I am receiving different ROC-AUC scores from sklearn's RandomForestClassifier and roc_curve, auc methods, respectively.
The following code got me an ROC-AUC (i.e. gs.best_score_) of 0.878:
def train_model(mod = None, params = None, features = None,
outcome = ...outcomes array..., metric = 'roc_auc'):
gs = GridSearchCV(mod, params, scoring=metric, loss_func=None, score_func=None,
fit_params=None, n_jobs=-1, iid=True, refit=True, cv=10, verbose=0,
pre_dispatch='2*n_jobs', error_score='raise')
gs.fit(...feature set df..., outcome)
print gs.best_score_
print gs.best_params_
return gs
model = RandomForestClassifier(random_state=2000, n_jobs=-1)
features_to_include = [...list of column names...]
parameters = {
'n_estimators': [...list...], 'max_depth':[...list...],
'min_samples_split':[...list...], 'min_samples_leaf':[...list...]
}
gs = train_model(mod = model, params = parameters, features = features_to_include)
Whereas, the following code got me an ROC-AUC of 0.97:
fpr = dict()
tpr = dict()
roc_auc = dict()
fpr['micro'], tpr['micro'], _ = roc_curve(...outcomes array...,
gs.predict_proba(...feature set df...)[:, 1])
roc_auc['micro'] = auc(fpr['micro'], tpr['micro'])
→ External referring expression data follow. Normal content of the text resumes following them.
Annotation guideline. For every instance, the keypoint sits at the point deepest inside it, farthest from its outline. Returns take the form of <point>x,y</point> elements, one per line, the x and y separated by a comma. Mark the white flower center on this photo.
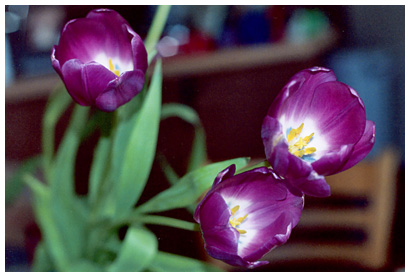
<point>114,64</point>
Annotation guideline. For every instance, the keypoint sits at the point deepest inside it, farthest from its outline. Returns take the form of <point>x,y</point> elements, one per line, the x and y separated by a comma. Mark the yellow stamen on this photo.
<point>298,148</point>
<point>234,209</point>
<point>112,68</point>
<point>235,222</point>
Why is there such a difference? Did I do something wrong with my code?
Thanks! Chris
They would return different values, for two reasons:
since the
GridSearchCV
method splits your data into 10 groups (you are doing 10-fold cross-validation in your code), uses 9 for training, and reports the AUC on the last group. The best_score_ you get is just the highest-reported AUC reported as such (more info read here). Yourroc_curve
calculation reports the AUC on the entire set.The default cross-validation
roc_auc
is the macro version (see here), but your later computation computes the micro version.